Утром она спустилась к реке, вроде бы за водой, к присмотренной загодя быстрине. Там был обрыв, над которым нависала ива, и сразу под ней начиналась глубина. Даэйрет не умела плавать, а Сирион — река быстрая, и она в мгновение окажется отнесенной от берега со свисающими над водой ветвями. Решимости нужно ровно столько, чтобы разжать пальцы, сжимающие ветку… Ну! Еще чуть-чуть! Немножко!!!
Она отшатнулась от бегущей внизу воды и упала на колени, выворачиваясь наизнанку в приступе рвоты. Вчера было то же самое. Вчера ее тошнило с самого утра. Просто ужас какой-то. Умирать, чувствуя вкус собственной желчи… Нет, это мерзко. Это совсем не похоже на те описания героической и мученической смерти, которые были в ходу в Аст-Ахэ. Герой может страдать от боли — но не от поноса…
— Похоже, что ты не справишься, — услышала она голос над собой. — Я наберу воды.
У эльфа, который это сказал, было истощенное, заострившееся лицо и темные, коротко стриженые волосы. Даэйрет чувствовала себя слишком плохо, чтобы спорить с ним из-за ведра.
Эльф склонился над водой, почти повис на ветке, ловко зачерпнул ведром из потока.
— Ты выбрала хорошее место, adaneth, — улыбнулся он. — Здесь, на глубокой быстрине — чистая вода. Попей и сполосни рот.
И опять было глупо спорить, а главное — ей и в самом деле требовалось сполоснуть рот.
Вдвоем они поднялись в лагерь.
Освобожденные узники встали лагерем отдельно, не с эльфами и не с людьми. Они все были ранены, даже те, кто с виду казались почти здоровыми, как этот нолдо. Каждый носил в себе воспоминание о пережитом ужасе, и, наверное, легче всех приходилось тем двоим Береновым стрелкам, которые еще не оправились от своих ран и за которыми ухаживали почти все, по очереди. Их тела исцелятся, и на этом все самое плохое для них закончится.
Эльф перелил воду из кожаного ведра в котел. Нужно было делать обычные утренние дела. Варить кашу с солониной и травками… Даэйрет знала, что от запаха этой каши ее вытошнит еще раз, как вчера. Почему, ведь каша далеко не плоха?
«Я чем-то отравилась», — подумала она.
Забавная и странная мысль вдруг осенила ее: она окружена эльфами уже несколько дней, а не чувствует того, что ожидала.
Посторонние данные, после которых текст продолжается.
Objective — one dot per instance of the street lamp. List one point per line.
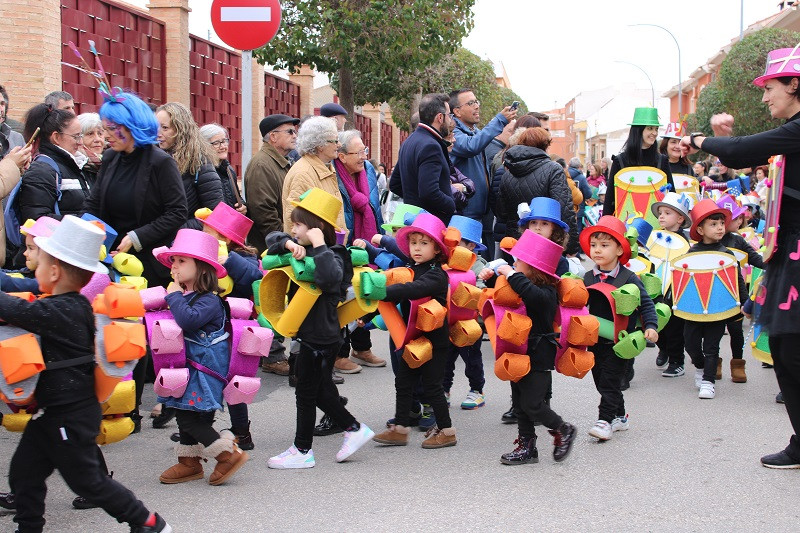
(652, 90)
(680, 78)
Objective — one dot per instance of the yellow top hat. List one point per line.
(323, 204)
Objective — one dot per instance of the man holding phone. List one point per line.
(468, 154)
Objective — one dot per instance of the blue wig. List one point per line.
(131, 112)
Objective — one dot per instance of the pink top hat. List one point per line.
(539, 252)
(43, 227)
(192, 243)
(780, 62)
(425, 223)
(229, 223)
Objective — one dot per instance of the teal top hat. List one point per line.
(399, 217)
(470, 230)
(645, 116)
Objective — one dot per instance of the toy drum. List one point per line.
(705, 286)
(635, 190)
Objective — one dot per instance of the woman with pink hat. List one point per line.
(534, 278)
(202, 316)
(780, 311)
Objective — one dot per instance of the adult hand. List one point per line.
(20, 156)
(722, 125)
(509, 113)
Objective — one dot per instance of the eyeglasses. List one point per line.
(471, 103)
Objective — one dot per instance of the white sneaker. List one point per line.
(353, 440)
(292, 458)
(601, 430)
(706, 390)
(620, 423)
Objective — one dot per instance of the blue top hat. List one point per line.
(111, 235)
(542, 208)
(470, 229)
(643, 227)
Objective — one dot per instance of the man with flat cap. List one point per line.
(336, 112)
(263, 186)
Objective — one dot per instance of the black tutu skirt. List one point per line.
(780, 313)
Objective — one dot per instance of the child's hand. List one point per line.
(486, 273)
(316, 237)
(298, 252)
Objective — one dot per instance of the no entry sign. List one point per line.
(246, 24)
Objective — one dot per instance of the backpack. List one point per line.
(11, 213)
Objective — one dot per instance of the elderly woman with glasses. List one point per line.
(318, 145)
(217, 137)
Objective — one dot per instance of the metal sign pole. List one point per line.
(247, 111)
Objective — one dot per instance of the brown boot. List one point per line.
(188, 468)
(393, 436)
(738, 375)
(439, 438)
(229, 458)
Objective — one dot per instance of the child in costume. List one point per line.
(228, 225)
(423, 242)
(203, 317)
(533, 277)
(732, 239)
(673, 215)
(319, 336)
(607, 247)
(62, 434)
(473, 360)
(709, 225)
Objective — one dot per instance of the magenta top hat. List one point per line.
(192, 243)
(229, 223)
(425, 223)
(781, 62)
(539, 252)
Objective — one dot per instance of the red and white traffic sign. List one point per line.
(246, 24)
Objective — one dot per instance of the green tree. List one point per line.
(376, 40)
(733, 91)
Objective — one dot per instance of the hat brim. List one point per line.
(165, 258)
(586, 236)
(65, 254)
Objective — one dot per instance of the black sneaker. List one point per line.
(562, 440)
(525, 452)
(160, 527)
(780, 460)
(673, 371)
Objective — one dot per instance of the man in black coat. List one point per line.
(422, 173)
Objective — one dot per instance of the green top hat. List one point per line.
(399, 217)
(645, 116)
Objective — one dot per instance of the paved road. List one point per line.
(685, 465)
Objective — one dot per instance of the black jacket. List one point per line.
(531, 173)
(37, 193)
(202, 189)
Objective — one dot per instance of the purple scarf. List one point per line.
(364, 224)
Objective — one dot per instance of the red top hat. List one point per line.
(701, 211)
(614, 227)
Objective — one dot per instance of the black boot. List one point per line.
(243, 437)
(525, 452)
(167, 414)
(563, 438)
(326, 424)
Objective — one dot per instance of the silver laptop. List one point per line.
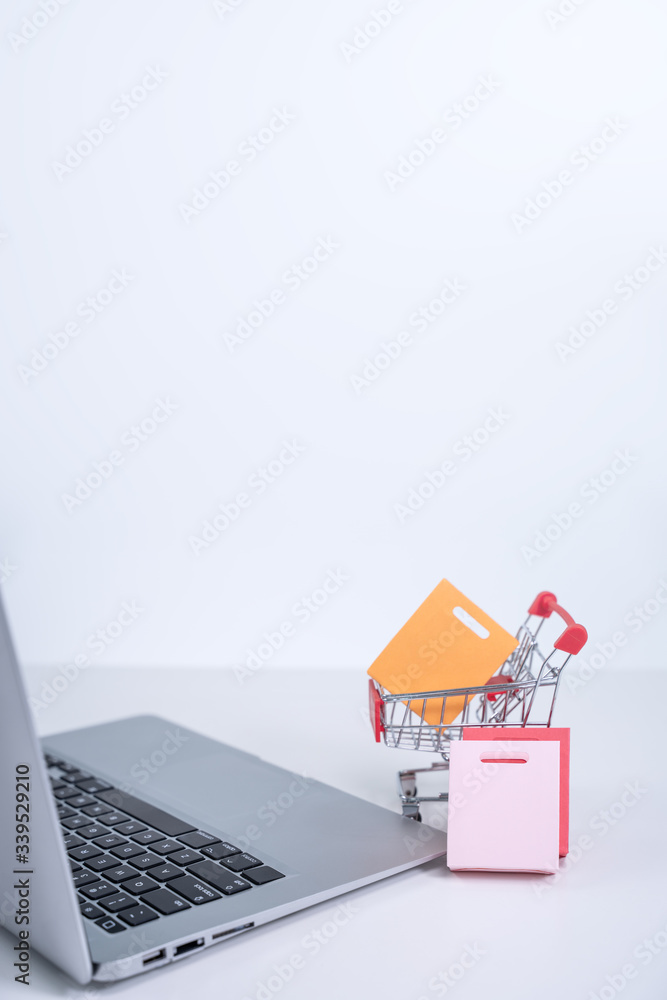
(130, 845)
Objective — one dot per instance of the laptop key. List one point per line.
(92, 785)
(76, 822)
(220, 851)
(139, 914)
(94, 830)
(147, 837)
(84, 852)
(140, 885)
(145, 813)
(126, 850)
(84, 878)
(240, 862)
(120, 873)
(144, 861)
(167, 846)
(99, 864)
(99, 890)
(165, 873)
(198, 838)
(193, 890)
(131, 827)
(218, 876)
(122, 901)
(110, 925)
(96, 809)
(110, 840)
(186, 857)
(71, 840)
(79, 801)
(263, 874)
(165, 902)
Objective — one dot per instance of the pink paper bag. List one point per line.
(533, 733)
(503, 812)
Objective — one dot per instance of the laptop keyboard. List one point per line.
(132, 862)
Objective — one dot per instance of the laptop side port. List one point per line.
(183, 949)
(157, 956)
(232, 930)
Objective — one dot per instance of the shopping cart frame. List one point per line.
(522, 693)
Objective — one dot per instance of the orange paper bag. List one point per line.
(447, 643)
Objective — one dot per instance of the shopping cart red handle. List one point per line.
(575, 636)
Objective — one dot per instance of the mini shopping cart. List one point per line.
(521, 693)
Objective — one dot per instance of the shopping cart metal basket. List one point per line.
(522, 693)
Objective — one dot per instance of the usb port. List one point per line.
(232, 930)
(156, 956)
(183, 949)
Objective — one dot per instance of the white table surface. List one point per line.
(534, 937)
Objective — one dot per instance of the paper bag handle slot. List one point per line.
(470, 622)
(493, 758)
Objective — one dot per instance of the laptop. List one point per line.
(137, 843)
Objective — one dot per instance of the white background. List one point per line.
(357, 110)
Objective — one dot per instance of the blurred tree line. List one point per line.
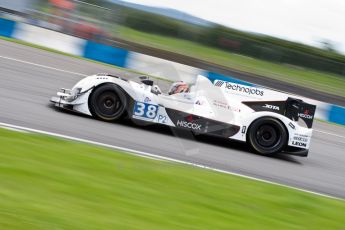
(244, 43)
Удушливая, мертвящая алмазная пыль Валинора, холодные, неизменные формы, застывшие в своем совершенстве — это все оказалось… не про них. Нолдо, севший напротив, чем-то походил на Илльо. Точнее, если бы Илльо провел год в заточении, не видя солнечного света, голодая, подвергаясь унижениям и мукам, и остался бы у него после всего этого шрам, идущий через лоб и левую щеку — они были бы похожи.